Al escribir a Tito, Pablo habla de la gracia de Dios que trae la salvación a todos los hombres, y enseña a los creyentes a ser sobrios en todo momento, a ser justos en todos sus caminos y a vivir constantemente en el temor de Dios. Luego dirige a Tito hacia la bendita esperanza de la vida eterna, una vida que ahora poseemos en nuestro espíritu, y que pronto tendremos en su plenitud, cuando seamos transformados a semejanza de Cristo, teniendo cuerpos de gloria semejantes a su cuerpo de gloria. Entonces tendremos el pleno gozo de la vida eterna en la Casa del Padre, y también participaremos de la gloria del reino de Cristo cuando aparezca. Es para llevarnos a esta maravillosa riqueza de bendición divina que Cristo «sí mismo se dio por nosotros».

Pero también, «sí mismo se dio por nosotros para redimirnos de toda iniquidad y purificar para sí mismo un pueblo propio, celoso de buenas obras». Hasta que la venida del Señor nos ponga en posesión de toda la rica bendición que nos espera, él quiere que vivamos en la escena de su rechazo para su placer. Su muerte, que nos liberó de las consecuencias de nuestros pecados, también nos liberó del poder del pecado, y esto nos permite, como siervos de Dios, vivir para él. Somos purificados y redimidos no solo para estar listos para el cielo, sino también para estar preparados para ser utilizados por el Maestro en la tierra. ¡Qué gran triunfo ha logrado Dios al dar la vida de su Hijo en sus santos en la tierra, donde los hombres, bajo la influencia del dios de este mundo, lo han expulsado!
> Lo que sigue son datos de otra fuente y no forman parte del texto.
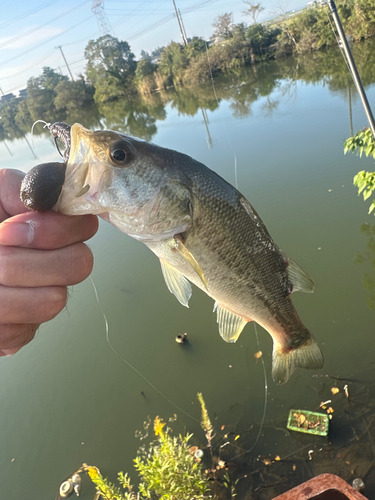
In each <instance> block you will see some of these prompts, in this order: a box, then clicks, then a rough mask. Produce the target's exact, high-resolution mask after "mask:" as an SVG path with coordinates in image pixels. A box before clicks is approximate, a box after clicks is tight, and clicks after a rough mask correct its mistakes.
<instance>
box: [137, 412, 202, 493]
mask: <svg viewBox="0 0 375 500" xmlns="http://www.w3.org/2000/svg"><path fill="white" fill-rule="evenodd" d="M164 425H165V424H164ZM164 425H163V423H162V422H161V421H160V419H158V417H157V418H156V419H155V422H154V429H155V434H156V435H157V437H158V441H157V442H156V443H154V444H151V447H150V450H149V451H148V452H147V453H144V454H143V455H141V456H139V457H137V458H136V459H135V460H134V462H135V468H136V469H137V471H138V473H139V475H140V477H141V479H142V481H143V482H142V483H140V485H139V491H140V493H141V494H142V495H143V496H144V497H145V498H151V492H152V493H154V494H156V495H157V496H158V498H160V500H186V499H196V500H198V499H203V498H205V495H206V494H207V493H208V480H207V478H205V477H204V476H203V475H202V471H201V466H200V464H199V462H198V461H197V459H196V458H195V457H194V455H192V454H191V453H190V451H189V446H188V442H189V440H190V438H191V434H188V435H186V436H181V435H179V436H178V437H171V436H170V434H169V431H168V429H167V431H165V432H164V430H163V426H164Z"/></svg>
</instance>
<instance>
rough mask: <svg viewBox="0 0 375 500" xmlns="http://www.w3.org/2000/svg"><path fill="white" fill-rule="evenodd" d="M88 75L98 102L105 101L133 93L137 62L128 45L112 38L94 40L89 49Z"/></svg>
mask: <svg viewBox="0 0 375 500" xmlns="http://www.w3.org/2000/svg"><path fill="white" fill-rule="evenodd" d="M85 59H86V60H87V65H86V76H87V78H88V81H89V82H90V83H91V84H92V85H93V86H94V87H95V95H94V99H95V101H96V102H105V101H108V100H110V99H114V98H117V97H119V96H123V95H126V94H127V93H129V92H131V91H133V90H134V89H133V86H132V80H133V77H134V74H135V70H136V66H137V63H136V62H135V56H134V54H133V53H132V52H131V50H130V46H129V44H128V42H124V41H120V40H118V39H117V38H115V37H113V36H111V35H104V36H102V37H100V38H98V39H97V40H90V41H89V43H88V44H87V46H86V49H85Z"/></svg>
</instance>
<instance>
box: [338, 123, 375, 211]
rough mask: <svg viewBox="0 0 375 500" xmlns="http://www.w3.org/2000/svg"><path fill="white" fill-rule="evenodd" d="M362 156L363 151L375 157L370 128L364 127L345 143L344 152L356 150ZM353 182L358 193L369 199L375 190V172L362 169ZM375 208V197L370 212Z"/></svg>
mask: <svg viewBox="0 0 375 500" xmlns="http://www.w3.org/2000/svg"><path fill="white" fill-rule="evenodd" d="M356 150H358V154H359V156H360V157H361V156H362V154H363V153H365V155H366V156H372V157H373V158H374V159H375V142H374V137H373V135H372V132H371V130H370V129H368V128H364V129H363V130H360V131H359V132H357V133H356V134H355V136H354V137H349V139H347V140H346V141H345V144H344V153H347V152H348V151H352V152H353V151H356ZM353 184H354V185H355V186H357V188H358V195H360V194H361V193H363V199H364V200H367V199H368V198H370V196H371V195H372V193H373V192H374V190H375V172H366V171H365V170H362V171H361V172H358V174H357V175H355V176H354V179H353ZM374 208H375V199H374V200H373V201H372V203H371V205H370V208H369V212H368V213H369V214H370V213H371V212H372V211H373V210H374Z"/></svg>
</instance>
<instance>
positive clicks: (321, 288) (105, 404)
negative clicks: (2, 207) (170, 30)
mask: <svg viewBox="0 0 375 500" xmlns="http://www.w3.org/2000/svg"><path fill="white" fill-rule="evenodd" d="M280 64H281V62H279V65H280ZM289 64H291V63H289ZM259 68H261V66H259ZM254 78H255V77H254V73H253V72H252V71H249V72H247V73H246V74H244V75H241V76H240V77H237V78H233V79H231V80H230V81H229V83H228V82H227V84H226V85H227V87H230V86H232V87H233V88H234V91H233V92H232V94H231V96H229V98H228V99H221V98H220V102H219V105H218V106H217V105H213V106H211V108H215V107H216V109H214V111H210V109H207V110H206V111H205V113H206V115H205V117H206V124H205V122H204V119H203V114H202V111H201V110H200V109H198V111H197V112H195V111H194V112H192V113H191V114H190V115H189V114H184V113H181V112H179V111H178V107H177V106H174V105H173V104H171V103H169V104H167V105H166V106H165V113H166V116H165V119H163V120H158V119H156V121H155V126H156V129H157V130H156V133H153V134H152V142H154V143H156V144H158V145H160V146H164V147H168V148H171V149H176V150H178V151H181V152H183V153H187V154H188V155H190V156H192V157H194V158H195V159H197V160H199V161H201V162H203V163H204V164H206V165H207V166H209V167H210V168H211V169H213V170H214V171H216V172H217V173H218V174H220V175H221V176H223V177H224V178H225V179H226V180H228V181H229V182H231V183H232V184H234V183H235V175H236V173H235V168H237V177H238V186H239V190H240V191H241V192H242V193H243V194H244V195H245V196H246V197H247V198H248V199H249V200H250V202H251V203H252V204H253V206H254V207H255V208H256V210H257V211H258V212H259V214H260V216H261V217H262V219H263V221H264V223H265V224H266V226H267V228H268V230H269V232H270V233H271V235H272V236H273V238H274V240H275V241H276V242H277V244H278V245H279V246H280V247H281V248H282V249H283V250H285V251H286V252H287V253H288V254H289V255H290V256H291V257H292V258H293V259H294V260H296V261H297V262H298V263H299V264H300V265H301V266H302V267H303V268H304V269H306V270H307V271H308V273H309V274H310V275H311V276H312V277H313V279H314V281H315V283H316V290H315V293H314V294H313V295H307V294H294V295H293V301H294V303H295V305H296V307H297V309H298V312H299V314H300V316H301V318H302V320H303V322H304V323H305V324H306V326H308V328H309V329H310V330H311V331H312V332H313V333H314V335H315V336H316V338H317V339H318V341H319V343H320V345H321V346H322V350H323V352H324V356H325V366H324V368H323V370H321V371H320V372H319V373H320V374H324V375H325V374H330V375H335V376H339V377H344V378H360V377H361V374H362V373H364V372H365V371H366V370H369V369H371V368H372V367H373V363H374V339H373V335H374V326H375V312H374V307H371V306H373V304H374V303H373V302H372V301H371V290H368V289H366V287H365V286H364V277H365V274H366V273H368V276H369V277H370V282H371V278H372V279H374V278H375V276H374V271H373V270H372V269H371V265H370V260H371V254H369V255H368V254H366V243H367V241H368V236H366V234H363V230H362V232H361V228H362V226H363V225H364V224H368V225H372V224H374V222H375V221H374V218H373V216H369V215H367V207H368V205H367V204H365V203H364V202H363V200H362V199H361V198H359V197H358V196H357V193H356V189H355V188H354V187H353V185H352V180H353V176H354V175H355V174H356V173H357V172H358V171H359V170H362V169H365V168H367V169H369V170H370V169H372V168H373V162H371V161H370V160H366V159H359V158H358V157H356V156H354V155H346V156H344V154H343V142H344V140H345V139H346V138H347V137H349V136H350V135H351V131H350V122H349V106H350V103H349V101H348V90H347V88H346V87H345V86H342V87H343V88H342V89H341V90H336V91H333V90H331V89H330V86H329V85H325V84H323V81H320V82H316V83H314V84H312V83H306V82H304V81H303V80H295V81H293V80H291V79H289V78H288V79H285V78H284V79H283V78H281V77H280V78H279V79H278V81H277V85H275V86H274V87H273V90H272V91H271V93H270V94H269V95H267V93H266V92H265V93H264V94H263V95H264V96H263V95H262V94H258V96H257V98H256V99H255V100H254V99H253V98H251V99H248V101H247V103H246V102H245V101H246V93H247V92H248V93H249V95H250V94H251V88H252V86H253V82H254ZM256 78H258V79H261V78H262V71H261V70H258V75H257V76H256ZM218 85H219V84H218ZM366 90H367V92H368V97H369V100H370V102H372V103H374V102H375V87H374V85H371V84H370V85H368V86H367V89H366ZM205 91H206V95H208V96H210V99H211V101H212V102H214V103H215V98H214V96H213V90H212V87H211V84H209V85H207V86H206V88H205ZM178 92H179V93H181V92H184V90H183V89H179V90H178ZM236 94H237V95H238V100H236V99H235V98H234V97H233V95H236ZM241 96H244V98H243V99H242V97H241ZM351 97H352V102H351V106H352V110H351V111H352V120H353V129H354V131H357V130H359V129H360V128H362V127H363V126H364V125H366V119H365V116H364V112H363V109H362V107H361V104H360V102H359V99H358V98H357V97H356V95H355V92H354V91H353V90H352V91H351ZM240 101H241V102H240ZM251 101H252V102H251ZM111 106H113V107H114V108H115V107H116V106H118V105H117V104H116V103H114V104H112V105H111ZM203 107H204V106H203ZM103 123H106V121H105V119H103ZM83 125H87V124H86V123H83ZM117 128H121V124H120V125H119V126H118V127H117ZM28 139H29V141H31V138H30V136H29V137H28ZM7 144H8V147H9V149H10V151H11V152H12V154H13V156H10V154H9V153H8V151H7V149H6V148H5V147H4V145H3V144H1V143H0V154H1V157H0V166H1V168H18V169H22V170H24V171H27V170H28V169H29V168H31V167H32V166H34V165H35V164H36V163H39V160H36V159H35V158H34V157H33V156H32V153H31V151H30V149H29V147H28V145H27V143H26V142H25V141H24V140H22V139H19V140H14V141H13V142H8V143H7ZM34 146H35V149H36V151H37V153H38V155H39V157H40V162H45V161H53V160H58V156H57V153H56V151H55V149H54V146H53V144H52V142H51V140H50V139H49V138H47V136H39V137H36V138H35V139H34ZM89 245H90V247H91V249H92V251H93V253H94V257H95V266H94V271H93V273H92V278H93V281H94V282H95V285H96V287H97V291H98V294H99V298H100V306H101V308H102V309H103V311H104V312H105V315H106V317H107V319H108V324H109V337H110V340H111V343H112V344H113V346H114V348H115V349H116V351H117V353H118V354H119V356H117V355H116V354H114V352H113V351H112V350H111V349H110V347H109V346H108V343H107V340H106V331H105V321H104V318H103V314H102V312H101V309H100V306H99V305H98V303H97V301H96V298H95V292H94V289H93V285H92V283H91V282H90V280H86V281H85V282H84V283H82V284H80V285H78V286H75V287H73V289H72V290H71V293H70V299H69V302H68V306H67V308H66V310H65V311H63V312H62V313H61V314H60V315H59V316H58V317H57V318H56V319H54V320H53V321H51V322H49V323H48V324H45V325H43V326H42V327H41V328H40V330H39V333H38V335H37V337H36V339H35V340H34V341H33V342H31V343H30V344H29V345H28V346H26V347H25V348H23V349H22V350H21V351H20V352H19V353H18V354H17V355H15V356H14V357H10V358H5V359H4V358H3V359H1V360H0V377H1V384H0V422H1V425H0V498H1V499H11V498H19V499H26V498H38V499H45V500H47V499H52V498H54V496H55V494H56V491H57V489H58V486H59V484H60V483H61V482H62V480H63V479H64V478H65V477H66V476H68V475H69V474H70V473H72V472H73V471H74V470H76V469H77V468H78V467H79V466H80V465H81V464H82V463H83V462H86V463H89V464H95V465H97V466H98V467H99V468H100V469H101V470H102V472H103V473H104V474H105V475H107V476H109V477H111V478H114V477H115V475H116V472H117V471H119V470H124V471H128V472H129V473H130V475H131V476H133V477H135V476H136V474H135V471H134V470H133V466H132V460H133V458H134V457H135V456H136V450H137V449H138V447H139V445H140V441H139V438H136V437H135V431H137V430H140V429H142V426H143V422H144V421H145V420H146V419H147V417H148V416H150V417H151V419H153V418H154V417H155V416H156V415H160V416H162V417H163V418H164V419H165V420H166V419H168V418H169V417H170V416H172V415H173V414H175V413H176V414H177V416H178V420H177V422H176V423H175V424H173V425H174V428H175V430H176V432H177V431H183V430H184V429H185V428H187V429H188V430H189V431H191V432H194V434H195V437H196V439H197V441H198V443H199V442H200V443H201V444H202V446H203V445H204V436H203V433H202V431H201V429H200V426H199V419H200V408H199V404H198V402H197V399H196V394H197V392H202V393H203V395H204V398H205V401H206V404H207V407H208V410H209V412H210V415H211V417H212V420H213V423H214V425H215V428H216V430H217V431H218V432H220V427H221V426H222V425H223V424H226V429H229V430H233V431H234V435H238V434H239V435H241V436H242V438H241V440H239V443H240V445H241V446H242V447H243V448H245V449H249V448H251V447H252V446H253V444H254V441H255V439H256V435H257V432H258V429H259V425H260V423H261V420H262V414H263V408H264V385H265V378H264V373H263V367H262V363H261V361H260V360H257V359H256V358H255V357H254V353H256V352H257V351H259V350H261V351H262V352H263V360H264V363H265V367H266V376H267V381H268V392H267V394H268V405H267V412H266V420H265V429H264V431H263V432H262V434H261V436H260V439H259V442H258V443H257V445H256V447H255V448H254V449H253V451H252V452H251V454H249V455H245V456H244V457H243V460H244V461H245V462H246V461H247V463H248V464H249V468H250V469H251V465H250V464H251V463H253V461H254V457H257V456H259V455H262V456H270V457H274V456H275V455H280V456H282V455H283V454H286V450H285V448H284V444H283V443H285V434H284V433H283V432H282V431H280V432H279V435H280V439H281V441H279V440H278V439H277V434H272V438H270V434H269V433H268V432H267V428H270V427H272V426H275V427H277V426H279V427H280V428H285V425H286V420H287V414H288V412H289V409H290V408H306V409H311V410H315V409H316V408H317V407H318V406H319V404H320V402H321V401H324V399H332V394H331V393H330V390H329V389H330V387H331V386H332V385H334V381H333V380H328V381H327V382H326V385H325V387H324V388H323V389H324V390H322V378H317V377H316V376H314V375H317V372H310V371H305V370H297V371H296V372H295V374H294V375H293V376H292V378H291V379H290V380H289V382H288V383H287V384H286V385H284V386H276V385H275V384H274V383H273V382H272V379H271V350H272V340H271V338H270V336H269V335H268V333H267V332H265V331H264V330H262V329H261V328H260V327H259V328H258V337H259V346H258V343H257V339H256V335H255V333H254V325H252V324H249V325H248V326H246V328H245V330H244V332H243V333H242V335H241V337H240V339H239V340H238V342H237V343H236V344H233V345H232V344H226V343H225V342H224V341H223V340H222V339H221V338H220V336H219V334H218V328H217V324H216V317H215V315H214V314H213V312H212V308H213V301H212V300H211V299H210V298H208V297H207V296H206V295H205V294H204V293H203V292H201V291H200V290H198V289H195V288H194V290H193V297H192V299H191V301H190V308H189V309H186V308H184V307H182V306H181V305H180V304H179V303H178V302H177V300H176V299H175V298H174V296H172V295H171V294H170V293H169V291H168V290H167V288H166V286H165V284H164V282H163V278H162V274H161V270H160V265H159V263H158V260H157V258H156V257H155V256H154V255H153V254H152V253H151V252H150V251H149V250H148V249H147V248H146V247H145V246H143V245H142V244H141V243H139V242H137V241H135V240H132V239H131V238H130V237H128V236H126V235H124V234H122V233H120V232H119V231H118V230H116V229H114V228H113V227H111V226H110V225H109V224H107V223H105V222H103V221H101V224H100V229H99V232H98V234H97V235H96V236H95V237H94V238H93V239H92V240H91V241H90V242H89ZM358 253H361V254H362V255H364V256H365V257H366V256H367V257H369V258H368V259H367V260H366V261H365V262H364V263H363V264H361V265H359V264H357V263H356V262H357V261H358V258H357V254H358ZM372 257H374V256H372ZM367 283H369V281H368V282H367ZM184 332H186V333H187V334H188V339H189V341H188V343H187V344H185V345H178V344H177V343H176V342H175V336H176V335H178V334H179V333H184ZM120 356H121V357H123V358H125V359H126V360H127V361H129V362H130V363H131V364H132V365H133V366H134V367H135V368H136V369H137V370H139V372H140V373H141V374H142V376H140V375H139V374H138V373H136V372H135V371H134V370H132V369H131V368H130V367H129V366H128V365H127V364H126V363H124V362H123V361H122V360H121V359H120ZM145 378H147V379H149V380H150V381H151V382H152V384H153V385H154V386H155V387H156V388H157V389H158V391H155V390H154V389H153V388H152V387H151V386H150V385H149V384H148V383H147V382H146V381H145ZM342 386H343V383H342V384H341V385H339V387H340V388H341V393H340V394H342ZM159 391H160V392H159ZM160 393H162V395H161V394H160ZM333 406H334V401H333ZM275 422H277V424H276V423H275ZM333 423H334V420H333ZM252 426H254V427H253V428H252ZM249 429H252V431H251V432H248V433H245V432H244V431H245V430H249ZM275 435H276V437H275ZM294 438H295V437H294V436H293V437H292V438H289V445H290V439H294ZM290 446H291V449H293V443H292V445H290ZM298 446H300V445H299V444H298V441H296V442H294V447H295V448H297V447H298ZM288 451H289V448H288ZM233 454H234V455H235V450H234V449H233ZM296 484H298V477H296ZM281 491H283V490H280V492H281ZM263 494H264V493H263ZM82 498H92V490H90V492H89V491H88V490H86V492H85V491H84V492H83V496H82ZM255 498H256V497H255ZM259 498H263V497H260V496H259Z"/></svg>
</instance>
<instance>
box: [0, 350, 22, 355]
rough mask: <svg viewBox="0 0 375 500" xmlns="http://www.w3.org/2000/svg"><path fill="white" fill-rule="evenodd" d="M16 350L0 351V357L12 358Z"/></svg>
mask: <svg viewBox="0 0 375 500" xmlns="http://www.w3.org/2000/svg"><path fill="white" fill-rule="evenodd" d="M17 351H18V349H2V350H1V351H0V356H12V355H13V354H16V352H17Z"/></svg>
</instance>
Al principio de Efesios 5, estamos exhortados a ser «imitadores de Dios como hijos amados; y andad en amor, como también Cristo nos amó y sí mismo se entregó por nosotros» (v. 1-2). Ser llamados por Dios a imitarle como hijos suyos, amados por él, es un inmenso privilegio. Dios no podría estar satisfecho con nada menos que ver sus propios rasgos en aquellos a quienes ha traído a una relación con él. Estas benditas características divinas han sido expresadas en la tierra perfectamente en el Hijo de Dios, para que seamos dirigidos hacia Cristo, que nos amó y se entregó por nosotros. Cada etapa de la vida de Cristo en la tierra fue franqueada en obediencia a la voluntad de su Padre y en amor por nosotros; pero es hacia la muerte de Cristo a la que está dirigida nuestra atención, porque fue allí donde se manifestó su amor por nosotros en su plenitud y perfección. El amor se mide por el valor del sacrificio, y el sacrificio de Cristo tiene un valor infinito.

Alguien podría decir: “Pero el ejemplo dado está infinitamente más allá de lo que un mortal podría lograr”. ¡Es verdad! Pero nuestro caminar debe estar marcado por el amor divino, y nada menos podrá servir a Dios. Debemos confesar que solo débilmente se manifiesta el amor divino en nuestro caminar; pero debemos reconocer siempre que esta es la única norma que Dios tiene para sus hijos. Cuanto más nos ocupemos de Cristo y de su amor, más manifestaremos su amor en nuestro caminar.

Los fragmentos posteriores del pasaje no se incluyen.